Legislation was passed last spring that allows police in North Dakota to utilize drones not only for surveillance but also as non-lethal weapons. The bill, which was originally introduced by Representative Rick Becker, did not permit the use of any kind of weaponry to be used, but lobbyists advocated for the bill to be amended to allow non-lethal weapons in order to win the support of law enforcement. There are restrictions incorporated into the law that limit the scenarios in which drones can be used by police, though. For example, a drone may only be used for surveillance if the data will be used in investigating a felony, and law enforcement must obtain a warrant to use the drone which includes very specific details on how, when and where it will be used. There are also limits on how personal information that the drone uncovers may be dealt with. Even with some restrictions within the legislature limiting the use of drones, some say that the drones are providing law enforcement with too much power.

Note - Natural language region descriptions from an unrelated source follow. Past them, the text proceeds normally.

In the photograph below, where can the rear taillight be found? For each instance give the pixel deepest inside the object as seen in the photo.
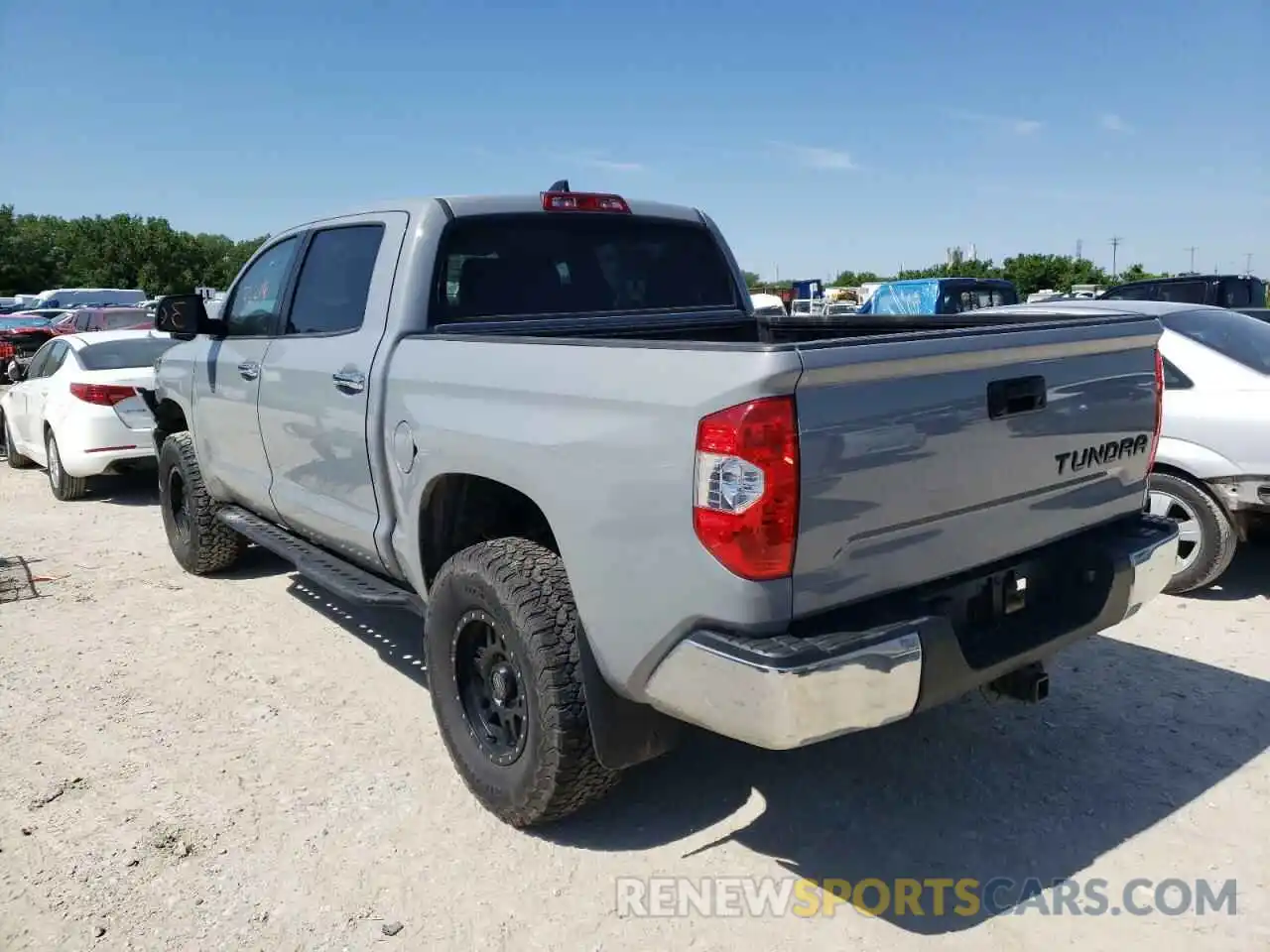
(102, 394)
(583, 202)
(744, 506)
(1160, 409)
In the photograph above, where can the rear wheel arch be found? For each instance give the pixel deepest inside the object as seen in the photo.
(460, 511)
(169, 417)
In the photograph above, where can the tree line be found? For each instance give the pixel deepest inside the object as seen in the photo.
(1029, 273)
(42, 252)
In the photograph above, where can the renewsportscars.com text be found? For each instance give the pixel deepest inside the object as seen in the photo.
(772, 896)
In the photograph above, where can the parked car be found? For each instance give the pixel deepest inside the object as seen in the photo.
(769, 306)
(91, 298)
(93, 318)
(1213, 466)
(553, 425)
(940, 296)
(75, 409)
(1234, 291)
(1211, 470)
(22, 334)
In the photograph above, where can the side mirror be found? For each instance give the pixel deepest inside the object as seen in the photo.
(185, 316)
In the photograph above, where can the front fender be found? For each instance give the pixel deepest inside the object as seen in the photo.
(1198, 461)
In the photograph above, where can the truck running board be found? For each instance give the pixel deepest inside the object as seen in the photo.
(320, 566)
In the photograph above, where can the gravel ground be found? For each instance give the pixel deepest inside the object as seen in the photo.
(243, 763)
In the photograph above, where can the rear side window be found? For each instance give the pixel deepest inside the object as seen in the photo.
(335, 281)
(1184, 293)
(1234, 335)
(1237, 293)
(526, 266)
(123, 354)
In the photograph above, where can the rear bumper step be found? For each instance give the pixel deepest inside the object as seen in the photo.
(789, 690)
(320, 566)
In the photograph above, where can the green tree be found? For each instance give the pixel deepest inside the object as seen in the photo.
(40, 252)
(853, 280)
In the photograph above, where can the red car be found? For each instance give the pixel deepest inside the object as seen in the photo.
(89, 318)
(24, 331)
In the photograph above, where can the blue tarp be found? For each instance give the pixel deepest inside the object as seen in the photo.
(920, 296)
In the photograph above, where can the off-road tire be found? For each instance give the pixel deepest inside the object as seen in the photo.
(1216, 543)
(211, 544)
(524, 588)
(16, 460)
(64, 486)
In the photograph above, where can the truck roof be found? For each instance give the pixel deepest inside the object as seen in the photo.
(527, 203)
(1088, 306)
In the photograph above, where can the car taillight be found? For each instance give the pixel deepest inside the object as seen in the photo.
(583, 202)
(1160, 409)
(744, 506)
(102, 394)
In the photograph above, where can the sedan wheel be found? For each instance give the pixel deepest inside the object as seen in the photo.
(1206, 534)
(1170, 507)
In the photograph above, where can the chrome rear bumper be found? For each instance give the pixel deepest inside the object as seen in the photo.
(786, 692)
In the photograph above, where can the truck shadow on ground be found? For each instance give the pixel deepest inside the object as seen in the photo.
(131, 489)
(973, 789)
(970, 789)
(1247, 576)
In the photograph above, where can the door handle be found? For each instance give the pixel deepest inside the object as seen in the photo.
(349, 381)
(1020, 395)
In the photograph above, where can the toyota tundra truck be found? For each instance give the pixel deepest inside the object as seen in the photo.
(621, 503)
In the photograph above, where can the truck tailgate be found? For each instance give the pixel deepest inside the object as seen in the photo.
(929, 456)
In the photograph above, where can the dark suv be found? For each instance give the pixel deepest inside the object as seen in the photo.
(1233, 291)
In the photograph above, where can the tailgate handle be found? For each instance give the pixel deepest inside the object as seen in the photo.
(1021, 395)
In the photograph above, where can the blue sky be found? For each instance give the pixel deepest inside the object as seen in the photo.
(820, 135)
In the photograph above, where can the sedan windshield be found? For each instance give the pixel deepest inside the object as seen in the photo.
(123, 354)
(1234, 335)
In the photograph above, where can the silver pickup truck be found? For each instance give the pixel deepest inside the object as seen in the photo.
(554, 426)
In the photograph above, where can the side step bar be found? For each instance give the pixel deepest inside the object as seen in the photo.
(318, 565)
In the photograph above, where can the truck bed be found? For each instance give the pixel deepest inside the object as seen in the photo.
(908, 472)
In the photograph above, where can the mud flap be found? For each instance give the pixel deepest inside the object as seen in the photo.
(625, 734)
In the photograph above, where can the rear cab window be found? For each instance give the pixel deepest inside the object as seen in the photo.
(1234, 335)
(517, 267)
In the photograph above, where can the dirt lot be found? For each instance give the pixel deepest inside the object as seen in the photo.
(241, 763)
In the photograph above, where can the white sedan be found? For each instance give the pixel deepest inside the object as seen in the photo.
(76, 411)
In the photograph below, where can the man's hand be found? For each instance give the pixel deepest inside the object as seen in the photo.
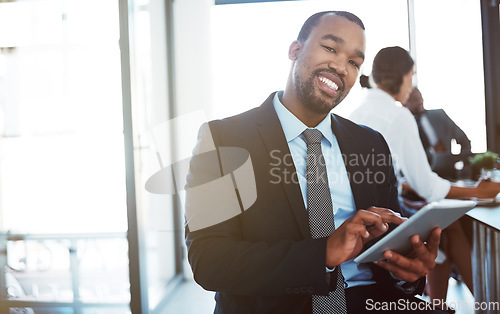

Jay Stanley from the American Civil Liberties Union states that even non-lethal weapons can still have lethal results. Tasers, though non-lethal, still lead to approximately fifty deaths a year. Additionally, using drones may lead to detachment between the person operating the drone and the suspect on the other side, which could lead to regrettable choices. Jim McGregor disagrees, explaining that police officers out in the field may have a harder time making the right call than someone operating a drone in an offsite location with less to distract them. He likens drones to other methods, including SWAT teams and snipers, to show that drones are not so different from well-known choices for dealing with dangerous situations.
Whether non-lethal drones are a positive or negative development in law enforcement technology, Representative Becker intends to propose a new law that will make non-lethal as well as lethal weaponry on drones illegal.